With Keenan’s return to the family businesses, she has been able to further incorporate the use of technology and social media as well as help her parents adapt to a faster pace of doing business.
“The younger generation, we do things at a quicker pace,” Keenan said. “How we do business today is different than how they did business 20 years ago. My parents have been on board with that. They have to, to market bulls or promote and sell paintings.”
And just as Keenan has taught her parents, they too have taught her with more than 30 years of experience in their respective fields.
“I have learned a lot in my four years here,” Keenan said. “The biggest thing I’ve learned as a person is to take their critique with an open heart and know it’s out of pure love to make me a better employee.”
The Mohrs’ daughter has been instrumental in many areas of the businesses and creating new business strategies – seeing the process from start to finish and realizing in that time what works well and what needs improvement.
With growing up on the farm, Keenan has been around these tasks her whole life. However, the capacity at which she is involved in now brings on a new importance for completing the job well.

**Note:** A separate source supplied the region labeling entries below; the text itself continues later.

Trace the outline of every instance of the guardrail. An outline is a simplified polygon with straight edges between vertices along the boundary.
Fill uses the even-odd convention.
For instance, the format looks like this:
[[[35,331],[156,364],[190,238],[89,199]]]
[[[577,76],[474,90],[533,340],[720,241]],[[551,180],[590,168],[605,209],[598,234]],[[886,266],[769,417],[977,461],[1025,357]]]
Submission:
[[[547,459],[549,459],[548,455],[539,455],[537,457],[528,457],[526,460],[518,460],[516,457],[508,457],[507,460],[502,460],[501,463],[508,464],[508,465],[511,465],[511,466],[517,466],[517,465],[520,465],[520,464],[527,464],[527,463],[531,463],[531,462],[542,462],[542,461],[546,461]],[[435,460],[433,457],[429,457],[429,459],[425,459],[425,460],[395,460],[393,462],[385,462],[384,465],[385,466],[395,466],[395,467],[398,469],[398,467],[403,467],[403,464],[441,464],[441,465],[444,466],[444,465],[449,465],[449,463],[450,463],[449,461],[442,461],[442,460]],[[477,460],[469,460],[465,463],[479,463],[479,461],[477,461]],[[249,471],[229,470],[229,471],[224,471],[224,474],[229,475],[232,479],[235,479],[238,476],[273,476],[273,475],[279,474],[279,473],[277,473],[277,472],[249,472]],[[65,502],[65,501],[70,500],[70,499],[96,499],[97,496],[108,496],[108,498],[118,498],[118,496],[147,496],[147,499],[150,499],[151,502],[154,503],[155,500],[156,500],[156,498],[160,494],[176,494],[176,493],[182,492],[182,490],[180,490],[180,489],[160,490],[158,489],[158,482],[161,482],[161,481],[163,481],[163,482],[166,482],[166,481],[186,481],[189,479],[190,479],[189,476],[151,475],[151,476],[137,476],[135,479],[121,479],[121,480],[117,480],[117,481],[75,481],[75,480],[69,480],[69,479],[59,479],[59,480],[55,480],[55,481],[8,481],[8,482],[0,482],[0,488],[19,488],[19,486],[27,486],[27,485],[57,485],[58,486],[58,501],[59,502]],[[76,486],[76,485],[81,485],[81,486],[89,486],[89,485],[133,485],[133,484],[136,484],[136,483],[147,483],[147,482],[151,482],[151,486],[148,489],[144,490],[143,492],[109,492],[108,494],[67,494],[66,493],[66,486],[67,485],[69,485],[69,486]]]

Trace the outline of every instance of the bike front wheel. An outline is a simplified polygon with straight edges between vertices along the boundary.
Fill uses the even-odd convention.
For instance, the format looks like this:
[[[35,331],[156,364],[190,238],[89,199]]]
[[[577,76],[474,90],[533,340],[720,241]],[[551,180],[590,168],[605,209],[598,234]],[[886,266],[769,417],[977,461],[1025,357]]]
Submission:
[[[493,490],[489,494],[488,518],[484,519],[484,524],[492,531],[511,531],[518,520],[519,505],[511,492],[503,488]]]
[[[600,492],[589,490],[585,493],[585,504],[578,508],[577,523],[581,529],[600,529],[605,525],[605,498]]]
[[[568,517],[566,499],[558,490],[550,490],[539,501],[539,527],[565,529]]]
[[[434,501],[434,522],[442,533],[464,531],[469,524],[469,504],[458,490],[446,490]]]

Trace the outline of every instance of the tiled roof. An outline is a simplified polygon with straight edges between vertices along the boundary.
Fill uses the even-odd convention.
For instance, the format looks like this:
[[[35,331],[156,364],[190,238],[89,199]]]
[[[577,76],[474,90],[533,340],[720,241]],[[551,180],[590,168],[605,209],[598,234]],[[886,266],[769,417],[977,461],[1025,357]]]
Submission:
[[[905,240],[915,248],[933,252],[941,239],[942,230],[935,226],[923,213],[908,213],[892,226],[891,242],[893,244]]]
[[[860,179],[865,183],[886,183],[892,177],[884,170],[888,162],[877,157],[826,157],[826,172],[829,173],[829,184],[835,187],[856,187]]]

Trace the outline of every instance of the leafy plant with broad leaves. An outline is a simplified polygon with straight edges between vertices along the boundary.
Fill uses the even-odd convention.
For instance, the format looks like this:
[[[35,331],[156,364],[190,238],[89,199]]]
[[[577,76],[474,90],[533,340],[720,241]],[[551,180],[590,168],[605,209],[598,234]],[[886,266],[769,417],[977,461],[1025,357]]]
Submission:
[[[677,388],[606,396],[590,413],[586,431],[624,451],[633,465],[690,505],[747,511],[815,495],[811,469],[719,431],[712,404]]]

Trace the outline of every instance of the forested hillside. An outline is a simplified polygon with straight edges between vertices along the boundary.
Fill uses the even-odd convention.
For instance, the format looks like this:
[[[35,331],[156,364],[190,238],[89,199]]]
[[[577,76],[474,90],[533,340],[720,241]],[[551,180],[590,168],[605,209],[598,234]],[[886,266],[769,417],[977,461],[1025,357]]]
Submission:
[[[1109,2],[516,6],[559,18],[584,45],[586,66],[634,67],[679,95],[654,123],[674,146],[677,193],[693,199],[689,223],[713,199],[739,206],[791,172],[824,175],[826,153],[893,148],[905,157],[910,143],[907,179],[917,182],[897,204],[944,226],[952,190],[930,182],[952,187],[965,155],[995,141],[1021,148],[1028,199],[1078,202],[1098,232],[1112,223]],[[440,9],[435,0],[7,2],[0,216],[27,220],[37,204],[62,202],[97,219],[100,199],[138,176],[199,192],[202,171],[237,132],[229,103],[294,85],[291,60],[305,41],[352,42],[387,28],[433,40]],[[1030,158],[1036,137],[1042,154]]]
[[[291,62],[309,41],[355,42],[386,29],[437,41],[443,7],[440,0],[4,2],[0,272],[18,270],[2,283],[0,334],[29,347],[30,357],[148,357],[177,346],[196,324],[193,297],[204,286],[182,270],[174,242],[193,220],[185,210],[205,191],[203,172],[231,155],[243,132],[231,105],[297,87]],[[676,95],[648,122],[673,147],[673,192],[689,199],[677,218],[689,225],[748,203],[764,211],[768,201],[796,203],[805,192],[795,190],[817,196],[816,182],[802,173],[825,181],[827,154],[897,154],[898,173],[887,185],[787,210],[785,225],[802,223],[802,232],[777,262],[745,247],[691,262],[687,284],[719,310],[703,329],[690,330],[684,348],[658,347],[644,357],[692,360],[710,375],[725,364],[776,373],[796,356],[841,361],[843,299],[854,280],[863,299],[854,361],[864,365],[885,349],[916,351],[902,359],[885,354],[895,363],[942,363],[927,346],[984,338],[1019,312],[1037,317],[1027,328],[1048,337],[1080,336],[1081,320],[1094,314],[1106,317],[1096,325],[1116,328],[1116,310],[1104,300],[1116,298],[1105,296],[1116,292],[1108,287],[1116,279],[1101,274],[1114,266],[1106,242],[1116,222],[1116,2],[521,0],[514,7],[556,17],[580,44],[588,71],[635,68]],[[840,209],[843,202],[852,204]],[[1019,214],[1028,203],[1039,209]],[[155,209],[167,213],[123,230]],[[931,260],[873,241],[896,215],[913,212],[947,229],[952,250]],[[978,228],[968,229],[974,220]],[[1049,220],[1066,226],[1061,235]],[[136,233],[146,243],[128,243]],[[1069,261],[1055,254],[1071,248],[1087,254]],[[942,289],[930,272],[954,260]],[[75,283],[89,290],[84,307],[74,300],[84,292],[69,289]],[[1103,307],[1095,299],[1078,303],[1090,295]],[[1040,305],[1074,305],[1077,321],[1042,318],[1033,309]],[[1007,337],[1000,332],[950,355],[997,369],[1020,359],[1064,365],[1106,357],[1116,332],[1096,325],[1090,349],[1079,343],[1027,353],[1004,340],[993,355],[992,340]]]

“I’m always wearing two hats, as both a daughter and employee, and sometimes that is simple and sometimes it’s complicated,” Keenan said. “But working side by side my parents is great. They’re huge supporters and the best bosses.”
Keenan cherishes the small communities she is a part of because of the family businesses, the qualities her parents have instilled in her to be a more well-rounded person and valued employee, and the example she is setting for her young daughter.
“I want Claire to grow up and see my genuine qualities daily, to love and respect the people you work with, to know what it’s like to be happy and excited to go to work,” Keenan said. “I can only hope I set those examples for her every day.”
With four years of involvement at the studio and farm, Keenan is eager to continue establishing her roots at home.
“I wouldn’t want to be anywhere else,” Keenan said. “I love what I do and who I am here with.”